AI and I

A blog about AI, implications, and experiments by Karlheinz Agsteiner

Whoohoo my own little eval app (for my RPGMaker plugin)

Recently I came across this podcast about evals being totally important:

https://www.youtube.com/watch?v=BsWxPI9UM4c

Warning: it is boring. But it is also important. Because its core message is "if you build something with LLMs, you need a structured way to analyze the LLM's behavior, categorize it, and continuously improve it based on data.". And this core message is also true for my little plugin for RPGMaker that turns Events into LLM-controlled Non-player-Characters. As I sometimes have the feeling that the LLM doesn't do what it should, and particularly have the feeling that some LLMs do better and others do worse, but without strong data, I had to write a little eval app.

The app

So I created a specification document that described a python app. First, the Plugin needs to write performance logs, and communication logs. It writes the whole prompt and the whole reply of every LLM call into a file, along with data you can use to filter (which LLM, which event name). The app can show you a performance trace, but mostly it gives you a screen to walk through each communication, see the whole prompt and reply, and rate this LLM reaction as okay and not okay, adding text to explain your (negative) rating. And in another screen you can filter by LLM and NPC, and see what percentage of "okay" ratings the NPC using this LLM received, and what your comments were.

And Cursor + GPT5 took less than an hour and 5 "this doesn't work right" prompts to get me to where I wanted to be.

Screenshot showing the annotation screen

And how it actually helped me improve my game

Some of my NPCs behave slightly different to what I expect them to. Before I had my app I needed to wade through huge log files, which is not what your programming hobby should be like. Unexpectedly (really!) the app totally changed this.

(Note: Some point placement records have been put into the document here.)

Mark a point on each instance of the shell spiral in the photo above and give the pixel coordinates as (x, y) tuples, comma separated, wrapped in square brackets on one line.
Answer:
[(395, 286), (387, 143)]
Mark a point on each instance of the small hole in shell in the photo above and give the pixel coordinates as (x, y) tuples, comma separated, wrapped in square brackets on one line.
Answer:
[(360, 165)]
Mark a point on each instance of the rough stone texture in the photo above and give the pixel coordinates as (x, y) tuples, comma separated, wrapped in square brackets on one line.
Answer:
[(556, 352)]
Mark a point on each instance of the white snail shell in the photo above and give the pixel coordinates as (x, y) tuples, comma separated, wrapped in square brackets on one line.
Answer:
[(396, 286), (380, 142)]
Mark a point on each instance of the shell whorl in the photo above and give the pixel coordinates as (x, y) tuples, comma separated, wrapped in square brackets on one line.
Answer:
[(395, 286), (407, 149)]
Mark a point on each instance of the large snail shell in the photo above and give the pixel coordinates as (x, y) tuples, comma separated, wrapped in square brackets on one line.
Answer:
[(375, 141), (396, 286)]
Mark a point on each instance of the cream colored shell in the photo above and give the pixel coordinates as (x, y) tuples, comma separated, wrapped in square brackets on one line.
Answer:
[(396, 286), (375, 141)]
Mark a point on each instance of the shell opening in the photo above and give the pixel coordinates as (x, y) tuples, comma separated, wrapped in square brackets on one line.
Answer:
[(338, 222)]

So I have this screen where you enter a large cave in a dungeon with a derelict house. Later the player will enter the house and meet an old chap living there who is very unhappy but doesn't want to leave. As a teaser for this, I created an invisible event / NPC in the cave that should sit there, not move, and complain about his miserable life.

The NPC did this, albeit at an unexpectedly low frequency. No clue why. Maybe the LLM was slow.

Turns out, after using the app, that it did move a lot. The prompt describing the NPC was not clear enough.

Screenshot showing a poorly behaving NPC

So I went into RPGMaker, changed the Description of the NPC and voila, the character behaved as it should.

Screenshot showing that the NPC is behaving better now.

My conclusion

Evals still are boring. Probably there are expensive pro apps out there that do that for you, but if you are in a similar situation with your own AI-based app, maybe you ask an AI to build a hand-crafted eval app for your own purpose.